One in five baptised child just to gain entry to school
Survey shows 71% of parents think subject about ethics and all religions should be taught
The survey found that 48 per cent of parents said location was their main factor in deciding on a school, compared with 12 per cent who said the school’s ethos. Photograph: David Sleator
A large majority of parents feel the law should be changed so that baptism can no longer be a requirement for school admission in State funded schools, according to a new opinion poll.
The survey, commissioned by the campaign group Equate, was based on a national poll of 400 randomly selected parents of school-going children.
While 72 per cent agree the “baptism barrier” should be dropped, the same poll found that 24 per cent would not have baptised their child if they did not need it to gain entry to school.

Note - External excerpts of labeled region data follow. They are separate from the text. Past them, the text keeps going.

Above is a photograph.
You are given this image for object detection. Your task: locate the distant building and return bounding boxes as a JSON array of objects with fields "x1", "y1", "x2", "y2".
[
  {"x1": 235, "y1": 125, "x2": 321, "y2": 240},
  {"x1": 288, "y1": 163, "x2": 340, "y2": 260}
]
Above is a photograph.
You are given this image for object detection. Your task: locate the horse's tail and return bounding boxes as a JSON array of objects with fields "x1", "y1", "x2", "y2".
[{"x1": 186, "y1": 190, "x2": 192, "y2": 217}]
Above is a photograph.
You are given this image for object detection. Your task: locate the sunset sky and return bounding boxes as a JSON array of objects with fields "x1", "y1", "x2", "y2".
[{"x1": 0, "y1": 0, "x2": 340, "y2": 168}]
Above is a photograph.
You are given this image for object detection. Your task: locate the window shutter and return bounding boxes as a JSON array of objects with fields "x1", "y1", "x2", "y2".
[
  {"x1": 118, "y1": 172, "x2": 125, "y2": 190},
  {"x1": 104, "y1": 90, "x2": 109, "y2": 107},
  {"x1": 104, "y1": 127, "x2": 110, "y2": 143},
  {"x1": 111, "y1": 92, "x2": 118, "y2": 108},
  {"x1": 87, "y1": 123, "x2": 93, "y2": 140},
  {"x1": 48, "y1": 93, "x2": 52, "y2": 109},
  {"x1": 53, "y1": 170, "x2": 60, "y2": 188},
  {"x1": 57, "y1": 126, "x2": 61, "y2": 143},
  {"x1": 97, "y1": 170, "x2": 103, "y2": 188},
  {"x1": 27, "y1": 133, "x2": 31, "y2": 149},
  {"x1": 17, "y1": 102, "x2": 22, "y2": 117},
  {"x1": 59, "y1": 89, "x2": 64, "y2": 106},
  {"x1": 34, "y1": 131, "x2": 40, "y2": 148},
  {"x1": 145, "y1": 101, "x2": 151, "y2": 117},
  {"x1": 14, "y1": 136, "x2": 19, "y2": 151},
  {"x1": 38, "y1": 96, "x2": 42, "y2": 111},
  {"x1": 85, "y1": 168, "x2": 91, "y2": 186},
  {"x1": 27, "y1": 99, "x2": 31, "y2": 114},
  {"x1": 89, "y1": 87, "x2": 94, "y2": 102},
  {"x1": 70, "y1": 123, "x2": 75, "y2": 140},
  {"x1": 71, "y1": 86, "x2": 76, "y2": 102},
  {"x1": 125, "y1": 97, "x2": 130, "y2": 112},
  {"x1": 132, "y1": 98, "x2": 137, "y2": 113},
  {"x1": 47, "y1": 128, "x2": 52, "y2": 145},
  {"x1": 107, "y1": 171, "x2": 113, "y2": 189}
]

The findings come as the Government consults with education partners on a number of proposals which would either limit or remove the baptism barrier from admission to schools.
Some 96 per cent of primary schools are under religious patronage and they are legally entitled to discriminate in favour of children on the basis of religion in their admission policies.
While up to 20 per cent of schools over-subscribed, the extent to which children are denied places on the basis of religion is hotly debated.
Last week, the Catholic Primary Schools Management Association said its figures showed only 1.2 per cent of enrolments in greater Dublin were refused because of the baptism barrier.
Michael Barron, director of Equate – which is campaigning for greater equality in Irish education – said the research shed new light on what parents really think about issues such as school admissions and patronage.
“Our intention is to allow parents to voice their own opinions and in so doing to inform and contribute to this ongoing dialogue,” he said.
“Key results from this research identify a measure of dissatisfaction on behalf of parents with the system as it is currently maintained.”
The poll also found that a large majority (71 per cent) agree that a subject about all religions and ethics in our schools should be introduced by the National Council on Curriculum and Assessment.
It also indicates that just 12 per cent thought that a school’s ethos was most important when choosing a school, while 48 per cent said it was location and 37 per cent said it was a school’s reputation.
An overwhelming majority (87 per cent) feel the needs of our children should be more important than the needs of school management when decisions are being made in our schools.
Mr Barron said the 400 parents who responded to the survey were randomly selected in an online poll conducted by Research Now.
Quotas were set on gender, age, social class and region to correctly reflect the known demographics of parents in the Republic. The full survey is available at the Equate’s website (www.equateireland.ie).
“We wanted to give them an opportunity to consider the debate about the role of religion in our schools and what this means for them as parents and for their child’s education.”